I jumped at the sound of stone grinding against stone and turned to see what the dwarf had gotten us into this time. Though, at finding a few things, I was advised to help watch the door. I wonder why I’m taking orders or suggestions from a grumpy, stubborn dwarf. Oh, that’s right, he’s the one that keeps most of the party alive by taking the brunt of the damage. Willow’s journeys alone in nature have obviously colored her psyche. This journal appears to be her catharsis…a friend more than a tool. Not uncommon or unexpected.)
Evidently there were a few items on the shelf that they uncovered. Including a Bloodstained hand-axe, probably belonging to Hanz or in other words, the Lopper. A wad of chains on the ground with holy symbols engraved along them. A tarnished silver flute tagged with the Piper of Illmarsh. A smith’s hammer with a tag named Isben. On the top shelf a leather-bound book, tagged with the name Hean Feramen.
On our way out of Harrowstone prison, we realized that time passed quicker (…more quickly…“quicker” is not proper grammatically…)while we were inside, we found ourselves outside and down the hill from the prison just as darkness had fallen. We quickly headed to the temple and found that, once we went inside, there were many missing faces that were there the night before. Feeling the stress of the most recent events getting to me, I quickly went into the kitchen, feeling symptoms starting to creep up on me that I haven’t felt for a long while. I brewed up some tea and frowned as I realized I had enough left for about half a batch if I needed it again. (Is this evidence of an undiagnosed mental condition? No matter really, yet it does provide explanation in many regards)

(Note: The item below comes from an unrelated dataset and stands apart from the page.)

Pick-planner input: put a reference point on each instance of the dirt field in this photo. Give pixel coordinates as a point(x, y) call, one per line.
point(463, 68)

Much to my chagrin, I realize I’m going to need to go hunting for more of the necessary herbs to keep from having issues later on.
I realize the whole town is far too quiet even before I drank my tea: it was beyond eerily quiet to me. Moving over to the father’s chambers, after seeing an acolyte move with quick strides in that direction, I heard what was going on and decided that perhaps it would be better if I understood how these holy people did their rituals. Maybe then I would be better equipped to try and help by putting my own thoughts into play. Though, in just glancing over at the books that the father had laid out, I was growing confused about it all. There was a lot of ritual to it rather than just doing something and getting to the point. No wonder their rituals took so damn long to complete. (Religion equals pomp and circumstance. How better to appease the omnipresent?)
Looking over at where Destrin was supposed to be I raised a brow; evidently he felt that doing research on the items would decipher how they worked and how to put an end to the supernatural occurances. Though, as if things couldn’t get worse Destrin decided to do something that for a scholar was actually quite stupid. (…exclaims Willow, obviously the most educated of our cast…) He evidently couldn’t decipher anything with the flute, so he decided to try playing it. Obviously, the tune was disturbing and the flute lashed out at the man for trying to play it, regardless of the reasoning. Fortunately, grumpy or not, Toreg came back and got the flute from him. Unfortunately he unsettled the townsfolk that were in the church with that move. We explained what could be said to calm the people before the scholar pulled out a owegi board. Though smacking him did cross my mind, once again the dwarf took care of the issue…I still want to burn the damn board. Letting out a heavy sigh, I decided I needed rest and retreated to a corner of the room, feeling that Abel should be able to keep Dorvinius under control. (A restless mind can not be satisfied so easily, no doubt.)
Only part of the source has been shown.